For millions of people living with asthma or chronic obstructive pulmonary disease (COPD), inhalers are as essential as eyeglasses or shoes. But many commonly used inhalers rely on powerful propellant gases that contribute to climate change. This study asks a simple but important question: can patients safely switch to more climate‑friendly inhalers without sacrificing control of their breathing problems?

Figure 1
Figure 1.

Different tools for the same job

There are three main types of handheld inhalers. Pressurised metered dose inhalers, or pMDIs, are the familiar spray devices that use a propellant gas to push medicine into the lungs. Dry powder inhalers (DPIs) and soft mist inhalers (SMIs) deliver the same medicines without such gases. Because pMDIs use fluorinated gases with a high global warming effect, health systems are under pressure to move toward DPIs and SMIs. Yet doctors and patients have been unsure whether these propellant‑free devices work just as well in everyday care.

Gathering the best available evidence

The authors carried out a large systematic review and meta‑analysis, a method that pools results from many clinical trials to get a clearer overall picture. They searched major medical databases up to late 2025 and found 44 randomised controlled trials involving 24,710 people with asthma or COPD. These trials compared pMDIs with DPIs or SMIs while keeping the drug type and dose as similar as possible, so that the only meaningful difference was the device. Studies covered long‑term maintenance treatment for asthma and COPD, as well as short‑term treatment for asthma attacks in children.

Figure 2
Figure 2.

Breathing tests and everyday symptoms

Across the trials, the researchers looked at several measures that matter to patients and clinicians. These included standard breathing tests (how much air someone can blow out in one second, and how fast they can exhale), day‑to‑day symptoms, quality of life scores, flare‑ups that required extra care, and the need for “rescue” inhalers.
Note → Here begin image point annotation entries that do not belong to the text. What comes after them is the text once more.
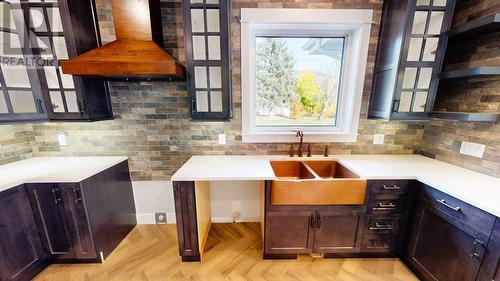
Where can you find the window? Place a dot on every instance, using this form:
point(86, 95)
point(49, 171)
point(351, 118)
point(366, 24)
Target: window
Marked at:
point(303, 69)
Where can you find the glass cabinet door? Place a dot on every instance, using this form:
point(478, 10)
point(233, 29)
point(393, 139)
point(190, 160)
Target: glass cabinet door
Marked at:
point(207, 58)
point(421, 61)
point(46, 24)
point(20, 98)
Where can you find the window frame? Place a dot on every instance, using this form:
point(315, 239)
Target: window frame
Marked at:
point(354, 25)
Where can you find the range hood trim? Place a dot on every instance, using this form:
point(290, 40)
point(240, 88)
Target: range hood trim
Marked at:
point(134, 55)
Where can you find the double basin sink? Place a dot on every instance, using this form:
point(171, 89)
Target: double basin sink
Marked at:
point(316, 183)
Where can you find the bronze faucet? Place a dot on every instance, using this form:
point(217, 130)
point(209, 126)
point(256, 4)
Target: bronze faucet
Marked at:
point(300, 135)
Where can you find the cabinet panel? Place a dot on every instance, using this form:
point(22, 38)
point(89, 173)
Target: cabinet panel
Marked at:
point(490, 268)
point(289, 232)
point(440, 249)
point(50, 212)
point(83, 243)
point(336, 232)
point(62, 219)
point(207, 32)
point(20, 246)
point(20, 95)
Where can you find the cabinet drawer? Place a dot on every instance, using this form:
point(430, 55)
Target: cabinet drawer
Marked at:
point(378, 243)
point(466, 214)
point(382, 224)
point(388, 186)
point(386, 205)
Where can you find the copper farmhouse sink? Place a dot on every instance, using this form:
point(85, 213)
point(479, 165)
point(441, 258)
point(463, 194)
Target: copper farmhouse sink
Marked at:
point(316, 183)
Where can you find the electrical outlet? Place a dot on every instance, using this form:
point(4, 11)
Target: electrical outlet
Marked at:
point(222, 138)
point(472, 149)
point(236, 216)
point(61, 138)
point(161, 218)
point(378, 139)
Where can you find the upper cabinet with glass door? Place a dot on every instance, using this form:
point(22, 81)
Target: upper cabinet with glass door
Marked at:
point(410, 55)
point(208, 58)
point(56, 33)
point(20, 96)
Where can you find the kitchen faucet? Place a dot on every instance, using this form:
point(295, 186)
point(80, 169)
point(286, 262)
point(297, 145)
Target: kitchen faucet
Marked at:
point(300, 135)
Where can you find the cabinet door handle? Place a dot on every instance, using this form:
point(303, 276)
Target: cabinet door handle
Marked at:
point(381, 226)
point(78, 195)
point(385, 206)
point(391, 187)
point(311, 221)
point(494, 274)
point(193, 105)
point(318, 221)
point(473, 251)
point(54, 194)
point(443, 202)
point(40, 106)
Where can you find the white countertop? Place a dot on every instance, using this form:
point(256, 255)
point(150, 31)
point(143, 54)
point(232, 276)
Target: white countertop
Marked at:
point(474, 188)
point(54, 169)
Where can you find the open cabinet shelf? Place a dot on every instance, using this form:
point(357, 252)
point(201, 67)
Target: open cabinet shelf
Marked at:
point(471, 72)
point(487, 24)
point(466, 116)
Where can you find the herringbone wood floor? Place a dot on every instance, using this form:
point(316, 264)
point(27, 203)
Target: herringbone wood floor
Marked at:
point(233, 253)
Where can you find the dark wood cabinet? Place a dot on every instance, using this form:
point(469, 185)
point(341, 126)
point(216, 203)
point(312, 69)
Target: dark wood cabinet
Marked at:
point(289, 232)
point(65, 29)
point(85, 220)
point(207, 30)
point(21, 251)
point(63, 220)
point(445, 247)
point(330, 230)
point(338, 231)
point(412, 42)
point(490, 268)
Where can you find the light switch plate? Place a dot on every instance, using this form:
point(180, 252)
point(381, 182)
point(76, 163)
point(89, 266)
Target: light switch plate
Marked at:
point(378, 139)
point(61, 138)
point(472, 149)
point(161, 218)
point(222, 138)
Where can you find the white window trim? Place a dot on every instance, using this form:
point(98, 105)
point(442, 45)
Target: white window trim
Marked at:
point(356, 24)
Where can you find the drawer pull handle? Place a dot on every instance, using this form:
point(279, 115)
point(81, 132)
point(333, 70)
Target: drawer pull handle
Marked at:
point(318, 221)
point(496, 269)
point(381, 226)
point(378, 244)
point(391, 187)
point(385, 206)
point(54, 194)
point(473, 251)
point(78, 195)
point(443, 202)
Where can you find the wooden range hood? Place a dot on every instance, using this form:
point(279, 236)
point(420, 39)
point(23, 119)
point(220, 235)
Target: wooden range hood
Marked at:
point(136, 54)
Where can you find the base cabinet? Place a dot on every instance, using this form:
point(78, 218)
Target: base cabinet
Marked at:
point(490, 268)
point(21, 251)
point(313, 231)
point(338, 231)
point(64, 222)
point(289, 232)
point(448, 239)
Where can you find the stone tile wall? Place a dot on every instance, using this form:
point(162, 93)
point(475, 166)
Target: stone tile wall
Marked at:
point(15, 143)
point(152, 124)
point(442, 138)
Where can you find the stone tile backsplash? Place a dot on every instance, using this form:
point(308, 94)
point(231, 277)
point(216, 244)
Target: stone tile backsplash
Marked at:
point(152, 122)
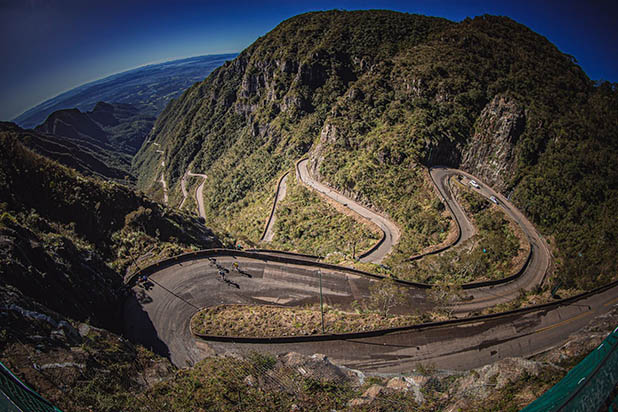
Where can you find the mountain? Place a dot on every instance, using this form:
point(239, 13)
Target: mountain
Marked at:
point(66, 243)
point(100, 142)
point(67, 240)
point(151, 86)
point(373, 97)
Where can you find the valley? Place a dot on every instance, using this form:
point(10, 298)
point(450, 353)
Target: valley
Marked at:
point(453, 183)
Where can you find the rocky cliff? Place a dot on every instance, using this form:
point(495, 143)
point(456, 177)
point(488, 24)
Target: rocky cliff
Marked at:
point(372, 97)
point(490, 152)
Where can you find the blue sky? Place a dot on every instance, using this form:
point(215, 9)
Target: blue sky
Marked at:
point(49, 46)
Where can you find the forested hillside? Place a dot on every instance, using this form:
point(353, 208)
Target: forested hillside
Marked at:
point(373, 97)
point(68, 240)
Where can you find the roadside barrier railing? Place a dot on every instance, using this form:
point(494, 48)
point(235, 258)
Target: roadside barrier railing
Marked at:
point(587, 385)
point(18, 397)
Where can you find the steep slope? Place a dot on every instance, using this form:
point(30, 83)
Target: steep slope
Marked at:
point(101, 141)
point(67, 240)
point(372, 97)
point(151, 87)
point(121, 126)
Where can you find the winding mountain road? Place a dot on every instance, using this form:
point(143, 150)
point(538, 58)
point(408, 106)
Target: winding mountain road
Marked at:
point(269, 233)
point(159, 316)
point(540, 259)
point(199, 193)
point(389, 229)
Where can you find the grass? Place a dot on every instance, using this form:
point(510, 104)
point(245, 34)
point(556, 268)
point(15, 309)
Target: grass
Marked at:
point(497, 250)
point(271, 321)
point(307, 223)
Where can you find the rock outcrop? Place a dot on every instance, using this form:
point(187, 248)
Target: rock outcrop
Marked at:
point(490, 153)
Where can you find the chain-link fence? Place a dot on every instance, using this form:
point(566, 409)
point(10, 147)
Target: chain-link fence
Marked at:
point(17, 397)
point(588, 385)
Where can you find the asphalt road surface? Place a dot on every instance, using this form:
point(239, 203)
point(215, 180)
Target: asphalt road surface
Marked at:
point(389, 229)
point(281, 192)
point(159, 318)
point(534, 273)
point(199, 194)
point(159, 315)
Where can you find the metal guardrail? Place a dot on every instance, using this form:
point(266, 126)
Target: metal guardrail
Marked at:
point(420, 326)
point(274, 208)
point(372, 248)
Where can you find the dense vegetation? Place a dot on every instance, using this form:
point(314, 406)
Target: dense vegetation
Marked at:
point(374, 95)
point(494, 252)
point(306, 223)
point(68, 240)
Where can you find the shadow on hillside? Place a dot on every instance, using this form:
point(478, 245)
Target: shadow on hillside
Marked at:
point(138, 327)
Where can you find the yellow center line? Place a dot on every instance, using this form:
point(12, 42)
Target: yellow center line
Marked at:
point(564, 322)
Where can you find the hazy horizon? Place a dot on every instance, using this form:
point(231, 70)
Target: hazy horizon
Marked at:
point(55, 46)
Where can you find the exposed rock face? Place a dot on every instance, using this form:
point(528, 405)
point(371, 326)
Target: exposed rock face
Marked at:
point(490, 152)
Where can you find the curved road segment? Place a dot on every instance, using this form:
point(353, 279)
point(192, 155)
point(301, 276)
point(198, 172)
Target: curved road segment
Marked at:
point(269, 233)
point(389, 229)
point(537, 267)
point(199, 193)
point(159, 316)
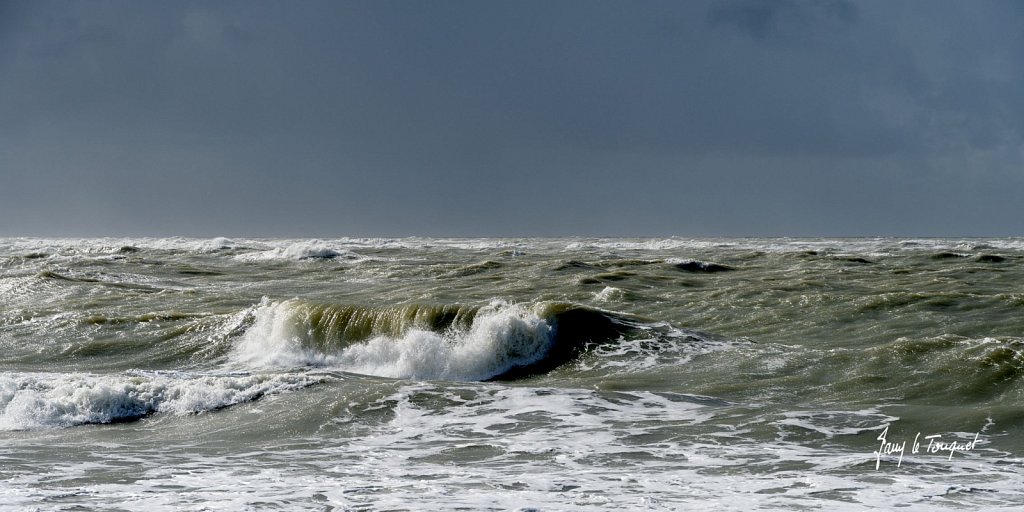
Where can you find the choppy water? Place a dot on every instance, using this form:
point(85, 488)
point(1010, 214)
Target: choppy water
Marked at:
point(573, 374)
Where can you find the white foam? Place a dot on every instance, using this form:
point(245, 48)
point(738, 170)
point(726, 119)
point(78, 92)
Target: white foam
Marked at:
point(47, 400)
point(501, 337)
point(312, 249)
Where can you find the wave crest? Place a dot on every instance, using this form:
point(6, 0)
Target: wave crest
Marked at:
point(426, 342)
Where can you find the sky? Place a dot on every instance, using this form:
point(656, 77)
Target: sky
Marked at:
point(729, 118)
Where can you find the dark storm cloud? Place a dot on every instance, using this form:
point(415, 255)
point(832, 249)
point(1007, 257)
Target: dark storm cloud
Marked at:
point(486, 118)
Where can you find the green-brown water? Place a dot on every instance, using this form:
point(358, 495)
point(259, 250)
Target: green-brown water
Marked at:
point(553, 374)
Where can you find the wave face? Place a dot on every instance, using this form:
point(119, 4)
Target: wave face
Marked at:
point(551, 374)
point(499, 341)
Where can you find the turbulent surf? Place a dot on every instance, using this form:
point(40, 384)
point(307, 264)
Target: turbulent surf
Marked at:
point(531, 374)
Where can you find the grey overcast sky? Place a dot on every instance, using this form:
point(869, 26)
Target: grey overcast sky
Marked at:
point(514, 118)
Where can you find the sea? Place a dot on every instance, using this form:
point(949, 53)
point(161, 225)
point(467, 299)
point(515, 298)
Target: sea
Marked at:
point(546, 374)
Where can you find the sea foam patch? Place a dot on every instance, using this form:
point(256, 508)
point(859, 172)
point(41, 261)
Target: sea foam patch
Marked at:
point(48, 400)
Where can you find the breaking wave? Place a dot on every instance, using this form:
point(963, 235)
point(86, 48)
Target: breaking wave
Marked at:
point(499, 341)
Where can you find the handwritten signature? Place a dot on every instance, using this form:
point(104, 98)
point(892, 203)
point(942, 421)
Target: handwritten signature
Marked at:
point(935, 445)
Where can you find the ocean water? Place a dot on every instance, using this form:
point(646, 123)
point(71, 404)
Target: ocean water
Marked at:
point(526, 374)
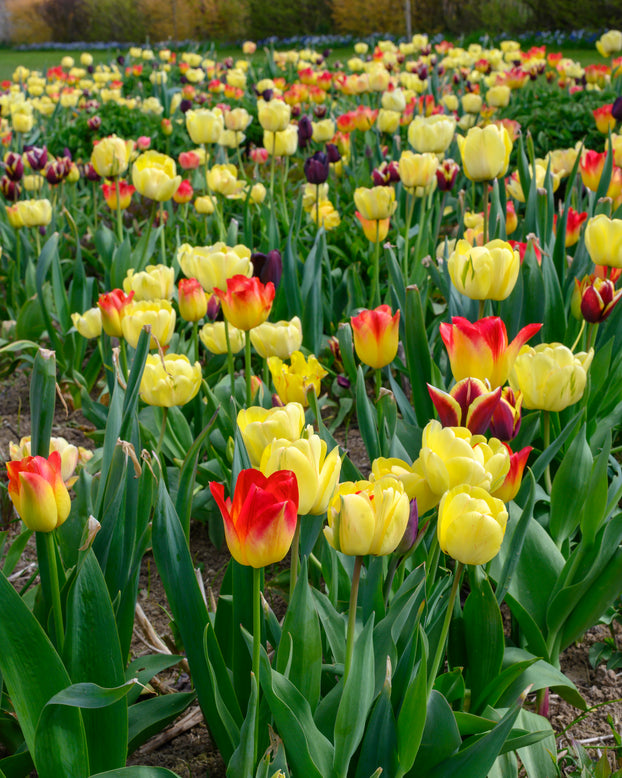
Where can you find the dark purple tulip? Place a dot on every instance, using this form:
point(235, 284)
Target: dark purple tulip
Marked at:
point(317, 168)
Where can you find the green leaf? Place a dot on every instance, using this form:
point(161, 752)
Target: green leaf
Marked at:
point(149, 717)
point(412, 716)
point(26, 649)
point(243, 760)
point(440, 738)
point(309, 752)
point(570, 487)
point(302, 623)
point(190, 613)
point(92, 653)
point(483, 631)
point(356, 700)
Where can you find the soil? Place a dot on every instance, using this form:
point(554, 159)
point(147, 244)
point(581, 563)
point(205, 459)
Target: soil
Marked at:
point(191, 753)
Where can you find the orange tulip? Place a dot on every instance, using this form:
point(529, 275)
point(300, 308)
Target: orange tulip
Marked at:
point(261, 520)
point(247, 302)
point(376, 335)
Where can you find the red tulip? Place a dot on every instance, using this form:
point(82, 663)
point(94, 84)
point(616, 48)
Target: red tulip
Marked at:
point(38, 492)
point(261, 520)
point(481, 350)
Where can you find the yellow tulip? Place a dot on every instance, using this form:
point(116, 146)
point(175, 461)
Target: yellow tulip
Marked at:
point(485, 152)
point(603, 240)
point(550, 376)
point(486, 272)
point(155, 282)
point(368, 517)
point(154, 176)
point(260, 426)
point(214, 338)
point(471, 525)
point(213, 265)
point(316, 472)
point(278, 339)
point(158, 314)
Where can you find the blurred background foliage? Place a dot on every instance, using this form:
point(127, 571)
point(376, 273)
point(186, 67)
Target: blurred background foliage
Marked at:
point(64, 21)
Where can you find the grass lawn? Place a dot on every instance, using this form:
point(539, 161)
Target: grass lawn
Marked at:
point(41, 60)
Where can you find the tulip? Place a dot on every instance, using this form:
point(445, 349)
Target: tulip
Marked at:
point(550, 376)
point(154, 176)
point(213, 265)
point(170, 380)
point(451, 456)
point(192, 300)
point(246, 302)
point(506, 417)
point(469, 404)
point(316, 472)
point(125, 195)
point(204, 126)
point(111, 156)
point(432, 134)
point(376, 336)
point(278, 339)
point(485, 152)
point(509, 488)
point(89, 323)
point(37, 491)
point(487, 272)
point(417, 170)
point(481, 350)
point(155, 282)
point(471, 525)
point(294, 381)
point(603, 240)
point(261, 520)
point(260, 426)
point(158, 314)
point(214, 338)
point(112, 307)
point(368, 517)
point(273, 115)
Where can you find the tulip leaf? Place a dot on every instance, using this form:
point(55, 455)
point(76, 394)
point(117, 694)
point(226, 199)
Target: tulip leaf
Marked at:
point(441, 737)
point(93, 653)
point(477, 757)
point(149, 717)
point(356, 700)
point(570, 488)
point(366, 417)
point(379, 746)
point(418, 359)
point(412, 716)
point(190, 613)
point(484, 639)
point(308, 751)
point(137, 772)
point(302, 624)
point(242, 762)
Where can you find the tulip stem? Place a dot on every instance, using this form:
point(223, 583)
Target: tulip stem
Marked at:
point(162, 431)
point(410, 205)
point(229, 359)
point(546, 434)
point(119, 211)
point(50, 547)
point(354, 591)
point(374, 298)
point(294, 560)
point(440, 647)
point(247, 368)
point(256, 648)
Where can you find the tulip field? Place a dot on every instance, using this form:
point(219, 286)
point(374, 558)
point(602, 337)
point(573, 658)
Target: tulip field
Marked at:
point(235, 268)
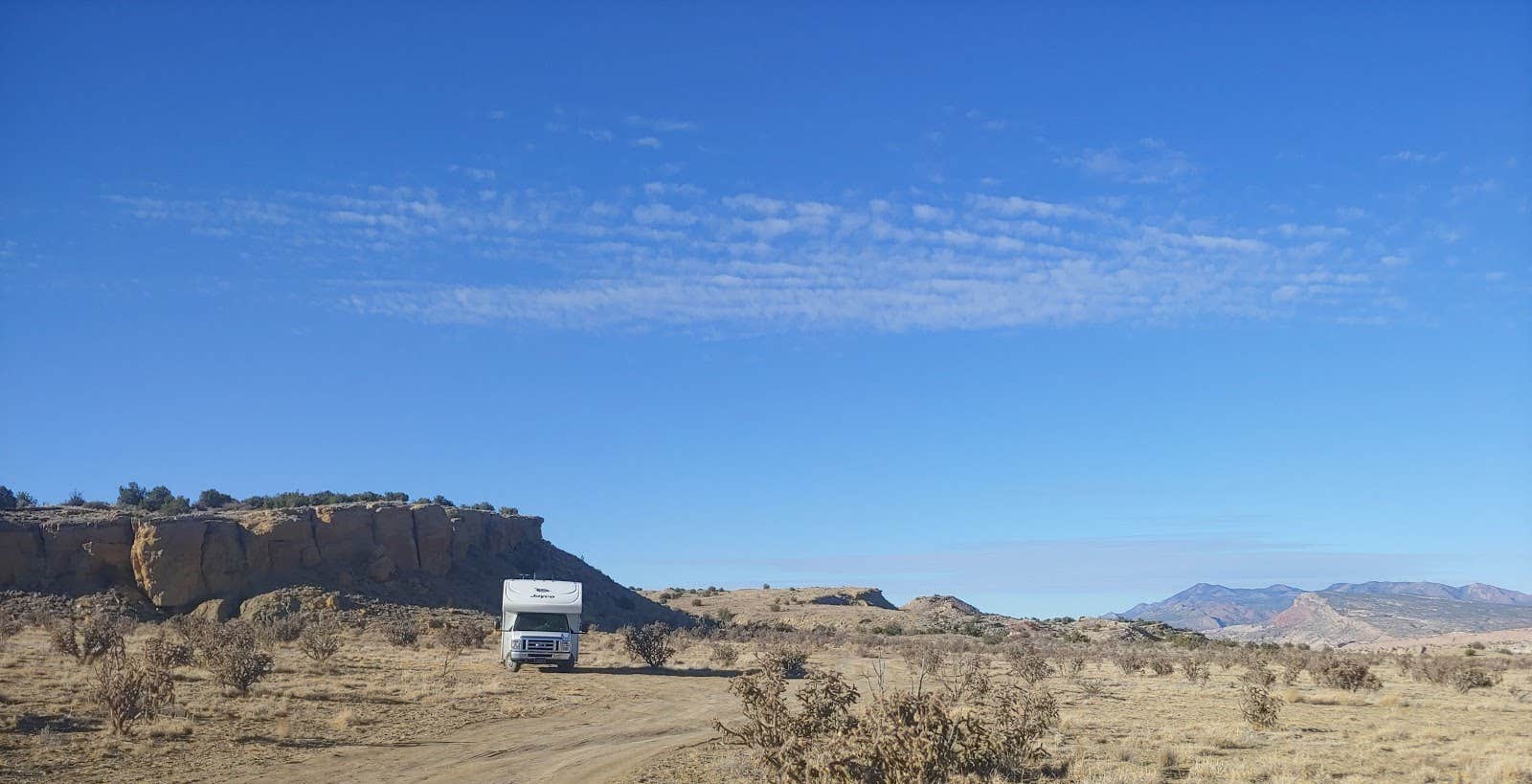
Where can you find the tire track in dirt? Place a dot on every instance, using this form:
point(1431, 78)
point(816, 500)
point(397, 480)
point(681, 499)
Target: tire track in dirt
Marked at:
point(642, 715)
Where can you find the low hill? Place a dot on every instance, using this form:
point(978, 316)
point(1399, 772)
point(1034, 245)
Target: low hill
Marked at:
point(216, 562)
point(1337, 617)
point(867, 612)
point(1206, 607)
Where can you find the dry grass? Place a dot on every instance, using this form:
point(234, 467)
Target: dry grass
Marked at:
point(375, 696)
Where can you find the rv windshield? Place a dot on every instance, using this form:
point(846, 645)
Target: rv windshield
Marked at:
point(541, 622)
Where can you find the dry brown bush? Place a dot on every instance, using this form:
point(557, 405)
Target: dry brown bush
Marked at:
point(232, 654)
point(166, 653)
point(129, 689)
point(1130, 661)
point(648, 643)
point(724, 654)
point(454, 638)
point(1195, 669)
point(89, 638)
point(273, 630)
point(900, 737)
point(788, 661)
point(400, 631)
point(1255, 699)
point(321, 638)
point(1347, 674)
point(1028, 665)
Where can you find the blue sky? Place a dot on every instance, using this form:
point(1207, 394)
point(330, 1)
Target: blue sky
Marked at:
point(1051, 308)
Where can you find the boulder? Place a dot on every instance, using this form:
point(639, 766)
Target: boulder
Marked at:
point(394, 530)
point(467, 533)
point(380, 567)
point(168, 559)
point(344, 535)
point(433, 539)
point(216, 610)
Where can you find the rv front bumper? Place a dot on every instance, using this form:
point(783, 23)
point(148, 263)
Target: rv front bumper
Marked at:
point(540, 656)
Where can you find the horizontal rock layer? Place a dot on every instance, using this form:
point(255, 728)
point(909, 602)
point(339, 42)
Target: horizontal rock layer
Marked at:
point(183, 561)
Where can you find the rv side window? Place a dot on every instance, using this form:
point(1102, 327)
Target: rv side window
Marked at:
point(541, 622)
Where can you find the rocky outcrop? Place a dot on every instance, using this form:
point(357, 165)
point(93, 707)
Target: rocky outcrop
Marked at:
point(193, 559)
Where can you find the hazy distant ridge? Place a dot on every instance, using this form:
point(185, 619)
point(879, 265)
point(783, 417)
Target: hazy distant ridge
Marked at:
point(1206, 607)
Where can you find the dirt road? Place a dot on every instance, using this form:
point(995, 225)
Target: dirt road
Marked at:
point(638, 719)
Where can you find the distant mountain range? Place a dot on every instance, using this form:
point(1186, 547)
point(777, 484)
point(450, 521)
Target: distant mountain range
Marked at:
point(1340, 613)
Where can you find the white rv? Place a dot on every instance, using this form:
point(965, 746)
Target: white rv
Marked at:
point(540, 623)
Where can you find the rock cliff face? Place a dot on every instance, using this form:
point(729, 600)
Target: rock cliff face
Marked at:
point(183, 561)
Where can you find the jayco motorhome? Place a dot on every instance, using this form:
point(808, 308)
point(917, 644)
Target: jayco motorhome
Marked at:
point(540, 623)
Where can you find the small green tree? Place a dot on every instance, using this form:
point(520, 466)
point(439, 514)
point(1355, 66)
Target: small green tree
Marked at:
point(130, 495)
point(214, 500)
point(175, 505)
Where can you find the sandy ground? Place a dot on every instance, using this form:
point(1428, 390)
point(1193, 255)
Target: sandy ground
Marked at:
point(379, 712)
point(643, 715)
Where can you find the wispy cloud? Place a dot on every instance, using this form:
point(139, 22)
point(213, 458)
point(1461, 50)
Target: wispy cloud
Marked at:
point(1413, 156)
point(666, 255)
point(661, 124)
point(1146, 163)
point(1146, 567)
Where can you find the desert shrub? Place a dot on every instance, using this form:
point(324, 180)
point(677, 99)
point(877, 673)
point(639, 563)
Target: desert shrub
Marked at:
point(273, 630)
point(1348, 674)
point(1471, 677)
point(232, 654)
point(924, 661)
point(400, 631)
point(196, 633)
point(129, 689)
point(175, 505)
point(788, 661)
point(1292, 666)
point(1130, 661)
point(1256, 705)
point(724, 654)
point(89, 638)
point(900, 737)
point(454, 638)
point(165, 653)
point(648, 643)
point(1026, 665)
point(321, 638)
point(10, 627)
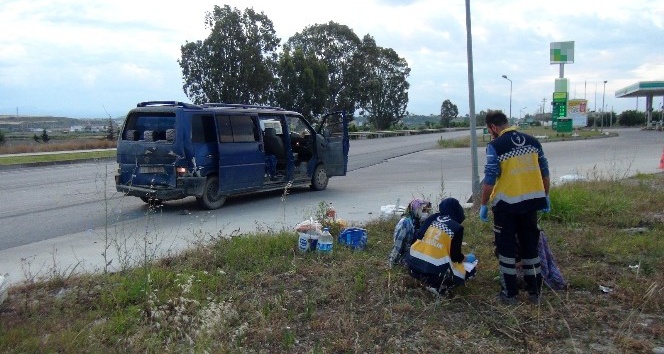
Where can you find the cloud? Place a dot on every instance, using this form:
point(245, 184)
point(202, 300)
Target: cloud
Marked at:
point(63, 54)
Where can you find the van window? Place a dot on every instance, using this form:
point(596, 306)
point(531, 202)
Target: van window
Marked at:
point(202, 129)
point(156, 124)
point(236, 129)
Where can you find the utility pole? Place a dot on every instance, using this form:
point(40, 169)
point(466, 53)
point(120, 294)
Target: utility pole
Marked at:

For asthma and COPD alike, the numbers were strikingly similar between propellant inhalers and propellant‑free devices. Tiny differences did appear, but they were far smaller than thresholds experts consider noticeable or important in real life. In other words, lungs worked just as well regardless of whether the medicine came from a spray, a powder, or a mist.

Safety, side effects, and special groups

The review also checked for safety problems, including overall side effects, serious complications, hospital visits, and deaths. Again, no meaningful differences emerged between device types. This held true for adults with long‑term asthma or COPD and for children treated during asthma attacks. Some trials had design limitations, such as imperfect masking of which device was used, so the authors rated much of the evidence as “moderate” rather than “high” certainty. Still, the consistency across dozens of studies and many different outcomes suggests that any real differences, if they exist, are very small.

What this means for patients and the climate

The findings support a reassuring conclusion for patients, clinicians, and policymakers. When people are taught to use their inhaler correctly, propellant‑free devices such as DPIs and SMIs control asthma and COPD just as effectively and safely as traditional spray inhalers, at least when the same medicines and doses are used. That does not mean every person should switch devices: age, hand strength, breathing ability, cost, and personal preference still matter, and some people may do better with one type over another. But from a big‑picture view, the study suggests that health systems can increase the use of low‑carbon inhalers without harming patient care, and that future efforts can focus on how to make such changes smoothly while keeping people’s lung disease well controlled.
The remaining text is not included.